【質問箱】自転車とストレンスグトレーニングのTSSをどう管理するのか?




今年の5月末から質問箱を使い始めたところ、様々な質問をいただくようになりました(何か質問等がある方はこちらの質問箱にアクセスしてください)。たまに面白い質問が投稿されたりするので色々と答えてあげたいところですが、文字数の関係上、回答がスッキリしないこともあるのでこちらのブログのネタにしようかと思います。

 

今回は過去にいただいたこんな質問について触れたいと思います。

 

トレーニングスケジュールの中にストレングストレーニング(筋トレ)を組み込んだ時、ストレングスの疲労をTSSとしてトレーニングの管理をすることができるか?というご質問です(これとは違いますが、過去にこんな記事を書いたことがあります)。

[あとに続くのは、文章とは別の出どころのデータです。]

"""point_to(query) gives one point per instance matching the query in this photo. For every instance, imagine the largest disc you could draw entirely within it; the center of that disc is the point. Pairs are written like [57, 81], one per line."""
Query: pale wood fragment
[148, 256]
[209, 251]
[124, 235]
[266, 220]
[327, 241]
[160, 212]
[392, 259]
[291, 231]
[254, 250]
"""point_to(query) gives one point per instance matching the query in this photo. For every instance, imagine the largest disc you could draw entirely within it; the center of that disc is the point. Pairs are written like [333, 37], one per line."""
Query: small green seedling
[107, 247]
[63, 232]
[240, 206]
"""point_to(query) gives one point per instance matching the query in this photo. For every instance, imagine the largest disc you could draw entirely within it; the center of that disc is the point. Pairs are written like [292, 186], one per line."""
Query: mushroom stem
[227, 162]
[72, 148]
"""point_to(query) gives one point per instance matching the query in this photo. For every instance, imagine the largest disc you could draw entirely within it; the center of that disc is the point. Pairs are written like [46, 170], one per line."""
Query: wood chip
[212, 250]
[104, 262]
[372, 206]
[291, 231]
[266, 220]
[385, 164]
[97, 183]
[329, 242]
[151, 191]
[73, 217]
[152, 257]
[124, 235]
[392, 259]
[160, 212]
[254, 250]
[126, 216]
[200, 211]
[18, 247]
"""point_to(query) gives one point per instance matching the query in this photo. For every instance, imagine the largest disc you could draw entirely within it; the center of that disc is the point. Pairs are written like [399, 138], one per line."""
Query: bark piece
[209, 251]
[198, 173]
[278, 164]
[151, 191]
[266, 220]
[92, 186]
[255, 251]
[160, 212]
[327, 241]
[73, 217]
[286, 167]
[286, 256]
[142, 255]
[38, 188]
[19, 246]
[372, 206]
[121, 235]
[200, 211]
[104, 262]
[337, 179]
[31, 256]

自転車(ロードバイク)のために行う1週間のトレーニングの流れを考えよう Part.2 筋トレ導入編

2017.09.01

 

早速ですが、結論として「TSSとして換算しない」というのが私の回答です。

 

理由としては、エンデュランスとストレングスで使用されるそれぞれのエネルギー物質および筋収縮の違いから発生する筋の損傷などの違いから、疲労の種類が異なるため同一で計算することができません(TSSはFTPを中心に算出されたグリコーゲンの消費量を表していたりするため、指標が違う)。そのため、ストレングスをTSSとして換算はしません。

 

ただ、そうは言うもののストレングストレーニングを実施することにより発生する筋疲労というのは確実に存在するはずです。だからこそ、TSSでは換算しませんがトレーニングをしたという事実は残しておきます。そこで重要になってくるのが「筋肉痛の具合」となります。

 

どういうことかというと、月曜日に下半身を中心としたストレングストレーニングによって発生した筋肉痛が何曜日に抜けるのか?という自身の感覚です。種目や挙上重量、回数によってダメージが変わってくると思いますが、なんにしても筋肉痛が発生している場合には(主観的ですが)L4以上の強度でインターバルを実施するのが大変に感じることでしょう。その場合、バイクの高強度のトレーニングが実施できないため、筋肉痛が収まるのを待つ必要があります。

 

仮に、水曜日〜木曜日に筋肉痛がなくなる場合は、金曜日〜日曜日にかけてL4以上のインターバルを導入する、という流れです。その場合は週の前半にL4以上のインターバルを実施できない傾向にありますが、自身がその時期に何を目的目標としているかによって、それでも問題ない場合もあります。

 

ちなみに、発生した筋肉痛を早めに回復させる場合、サプリメントに頼るのも手ではあります。早めに回復することで取り組むことができる幅が広くなるので、回復系を1つ取ることをお勧めします。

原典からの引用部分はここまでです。